O ministro Alexandre de Moraes, do Supremo Tribunal Federal (STF), e o grupo que o apoia na corte, mesmo com ressalvas, aproveitou esta sexta-feira (11) para apresentar pedidos complementares pelo levantamento completo do sigilo do Caso Master.
O primeiro pedido partiu de Moraes, logo pela manhã, após os primeiros documentos do Caso Master virem a público. Em seguida foi a vez de Cristiano Zanin seguir o mesmo roteiro.
Os pedidos de Moraes e Zanin foram complementados pela PGR e depois por Gilmar Mendes, que pediu o julgamento conjunto da ação que trata da proximidade de Alexandre de Moraes com Daniel Vorcaro e daquela que contém as acusações de parcialidade contra André Mendonça.
Para Gilmar, "antes de qualquer julgamento, devem ser reunidos e ordenados feitos conexos, bem como concluídas as providências instrutórias reputadas necessárias".
Os efeitos
Mendonça já se manifestou sobre os pedidos dos outros ministros e da PGR. Disse que parte do material solicitado está sendo analisado pela Polícia Federal, o que o impossibilitaria de liberar qualquer prova ou trecho de investigação do Caso Master.

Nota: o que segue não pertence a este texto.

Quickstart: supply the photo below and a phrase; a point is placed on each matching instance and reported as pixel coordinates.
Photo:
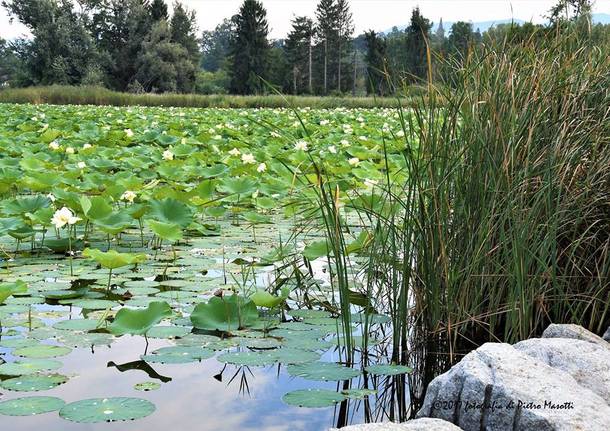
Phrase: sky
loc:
(377, 15)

A busca do grupo pró-Moraes pelo fim completo do sigilo do Caso Master pretende encurralar André Mendonça, pois os documentos sem sigilo divulgados até agora mostram que aliados de Mendonça também estão enrascados por conta de Vorcaro.
Após a pressão, Mendonça retirou o sigilo de mais documentos do Caso Master. As novas informações, que ainda serão públicas, envolvem Flávio Bolsonaro, o filme Dark Horse, o ex-governador do Rio de Janeiro Cláudio Castro, o senador Jaques Wagner e Ciro Nogueira.
Flávio é apontado como elo para garantir o financiamento de Vorcaro a Dark Horse. Castro é investigado por conta dos aportes bilionários feitos pelo estado fluminense no Master.
Jaques Wagner é investigado pela PF por suas relações com Augusto Lima, ex-presidente do Master. Ciro Nogueira está na mira da PF porque teve viagens e outros mimos pagos por Vorcaro.